Ganz anders hingegen die Haltung der italienischen Professoren Andrea Gattini (Universität Padua) und Enzo Cannizzaro (Universität Rom) sowie des franko-kanadischen Professors John Packer (nunmehr Universität Essex). Diese waren sehr zurückhaltend in diesem Zusammenhang. Eine vermittelnde Position nahmen der Gastgeber, Prof. Peter Hilpold sowie Prof. Manfred Nowak (Universität Wien) und Prof. Stefanie Schmahl (Universität Würzburg) ein. Diese sprachen der Schutzverantwortung schon jetzt eine große Tragweite zu, qualifizierten diese aber überwiegend als „Norm im Werden“. Prof. Ursula Moser sprach explizit das Problem Syrien an: Welche Bedeutung kommt der Schutzverantwortung bei der Lösung dieser Problematik zu? In einer angeregten Diskussion kamen die Fachleute zum Ergebnis, dass die Einführung dieses Konzepts ein wertvolles Instrument geschaffen habe, um diese Fragestellung anzugehen.

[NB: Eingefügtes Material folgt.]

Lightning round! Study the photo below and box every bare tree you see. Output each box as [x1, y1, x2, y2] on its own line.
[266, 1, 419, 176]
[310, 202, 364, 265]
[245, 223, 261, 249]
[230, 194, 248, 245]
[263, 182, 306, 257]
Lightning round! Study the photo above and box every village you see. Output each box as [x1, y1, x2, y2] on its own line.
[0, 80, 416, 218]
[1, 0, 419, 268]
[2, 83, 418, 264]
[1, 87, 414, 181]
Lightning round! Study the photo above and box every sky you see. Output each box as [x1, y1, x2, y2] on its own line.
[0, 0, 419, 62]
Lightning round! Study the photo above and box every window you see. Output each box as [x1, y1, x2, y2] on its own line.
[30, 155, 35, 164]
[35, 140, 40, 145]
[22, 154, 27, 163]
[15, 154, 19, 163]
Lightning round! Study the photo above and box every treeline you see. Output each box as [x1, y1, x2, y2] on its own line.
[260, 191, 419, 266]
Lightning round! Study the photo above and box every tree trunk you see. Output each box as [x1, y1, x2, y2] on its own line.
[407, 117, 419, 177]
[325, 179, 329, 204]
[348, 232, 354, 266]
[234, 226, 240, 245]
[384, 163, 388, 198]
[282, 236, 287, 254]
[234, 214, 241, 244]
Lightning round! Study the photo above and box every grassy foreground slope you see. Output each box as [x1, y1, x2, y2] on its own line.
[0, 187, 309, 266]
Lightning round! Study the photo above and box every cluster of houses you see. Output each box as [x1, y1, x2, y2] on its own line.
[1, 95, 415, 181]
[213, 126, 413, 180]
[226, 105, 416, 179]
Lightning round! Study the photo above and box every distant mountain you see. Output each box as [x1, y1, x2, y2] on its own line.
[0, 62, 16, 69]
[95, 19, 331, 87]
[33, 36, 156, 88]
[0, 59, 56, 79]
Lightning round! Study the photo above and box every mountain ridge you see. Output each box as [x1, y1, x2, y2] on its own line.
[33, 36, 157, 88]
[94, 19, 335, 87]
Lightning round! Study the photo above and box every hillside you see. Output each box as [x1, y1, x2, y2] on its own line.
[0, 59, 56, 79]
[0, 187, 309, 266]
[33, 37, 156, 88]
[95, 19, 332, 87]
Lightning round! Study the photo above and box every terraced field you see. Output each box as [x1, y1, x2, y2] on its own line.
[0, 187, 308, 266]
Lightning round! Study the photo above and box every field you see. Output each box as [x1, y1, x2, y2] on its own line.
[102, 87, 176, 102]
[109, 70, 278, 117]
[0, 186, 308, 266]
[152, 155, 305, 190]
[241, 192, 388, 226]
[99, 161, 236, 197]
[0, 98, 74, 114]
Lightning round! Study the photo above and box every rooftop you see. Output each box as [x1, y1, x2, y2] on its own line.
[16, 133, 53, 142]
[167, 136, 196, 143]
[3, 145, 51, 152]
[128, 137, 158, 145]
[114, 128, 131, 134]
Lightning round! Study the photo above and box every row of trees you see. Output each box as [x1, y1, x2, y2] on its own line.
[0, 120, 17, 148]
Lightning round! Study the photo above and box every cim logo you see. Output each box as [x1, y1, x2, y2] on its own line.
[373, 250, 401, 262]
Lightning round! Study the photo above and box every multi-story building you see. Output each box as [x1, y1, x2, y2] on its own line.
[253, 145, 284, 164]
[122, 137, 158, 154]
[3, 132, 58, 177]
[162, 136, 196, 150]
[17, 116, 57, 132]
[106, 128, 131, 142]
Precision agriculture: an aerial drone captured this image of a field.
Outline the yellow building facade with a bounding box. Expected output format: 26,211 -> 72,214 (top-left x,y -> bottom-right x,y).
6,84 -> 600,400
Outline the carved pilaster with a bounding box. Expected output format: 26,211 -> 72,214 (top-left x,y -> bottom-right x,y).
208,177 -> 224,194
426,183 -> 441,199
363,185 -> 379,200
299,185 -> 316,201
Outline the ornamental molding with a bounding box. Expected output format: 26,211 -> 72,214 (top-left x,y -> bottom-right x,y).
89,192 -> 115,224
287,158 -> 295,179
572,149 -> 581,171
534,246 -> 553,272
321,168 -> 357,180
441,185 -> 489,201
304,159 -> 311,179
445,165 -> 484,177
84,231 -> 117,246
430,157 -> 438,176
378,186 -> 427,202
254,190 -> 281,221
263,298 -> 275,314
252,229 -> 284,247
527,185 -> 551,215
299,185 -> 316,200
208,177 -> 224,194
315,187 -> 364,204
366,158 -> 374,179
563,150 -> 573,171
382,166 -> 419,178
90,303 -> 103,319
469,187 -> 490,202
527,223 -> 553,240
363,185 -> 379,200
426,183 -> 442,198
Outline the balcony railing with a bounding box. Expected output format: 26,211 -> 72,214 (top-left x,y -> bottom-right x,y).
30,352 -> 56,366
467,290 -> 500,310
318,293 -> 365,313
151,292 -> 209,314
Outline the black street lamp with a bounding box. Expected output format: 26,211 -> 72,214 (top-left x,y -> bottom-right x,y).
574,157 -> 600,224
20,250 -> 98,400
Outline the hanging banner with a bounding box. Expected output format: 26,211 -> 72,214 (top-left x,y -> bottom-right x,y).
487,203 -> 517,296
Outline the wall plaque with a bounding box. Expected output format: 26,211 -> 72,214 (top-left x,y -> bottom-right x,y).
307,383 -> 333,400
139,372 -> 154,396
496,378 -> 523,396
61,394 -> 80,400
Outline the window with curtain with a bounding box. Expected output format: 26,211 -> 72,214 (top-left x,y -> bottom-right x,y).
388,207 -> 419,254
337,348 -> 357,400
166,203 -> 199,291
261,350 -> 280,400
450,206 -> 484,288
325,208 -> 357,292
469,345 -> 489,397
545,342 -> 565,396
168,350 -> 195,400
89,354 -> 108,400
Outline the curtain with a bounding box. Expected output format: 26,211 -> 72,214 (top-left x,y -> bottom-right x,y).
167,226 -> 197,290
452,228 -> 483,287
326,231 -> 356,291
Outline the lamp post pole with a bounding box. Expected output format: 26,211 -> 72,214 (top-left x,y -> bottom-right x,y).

Vielsprachige Universität Innsbruck

Mit dieser Tagung zeigt die Universität Innsbruck, dass sie federführend an der Diskussion von international-rechtlichen Themen mitwirkt und gleichzeitig auch einen beliebten Bezugspunkt für internationale Experten darstellt. Auch die im Vorjahr, ebenfalls am 16. Dezember, stattgefundene Tagung zur Kosovo-Problematik hatte großen Anklang gefunden. Die Tagungsakte sind gerade veröffentlicht worden. Interessant war auch festzustellen, dass diese Tagung durchgehend zweisprachig abgehalten worden ist, und zwar ohne Beiziehung von Dolmetschern. Deutsch hat also als Wissenschaftssprache noch nicht völlig ausgedient und die Universität Innsbruck hat sich einmal mehr als Universität der Zwei- und Vielsprachigkeit präsentiert. Sowohl für das Kanada-Institut als auch für die Rechtswissenschaftliche Fakultät kommt diese Veranstaltung einer Leistungsschau gleich. Eine lange Liste von Sponsoren, deren Logo auf der Hinterseite der Einladung abgedruckt ist, verdeutlicht einerseits die Reputation der Veranstaltung, andererseits aber auch den finanziellen Aufwand, der hinter einer solchen Veranstaltung steckt.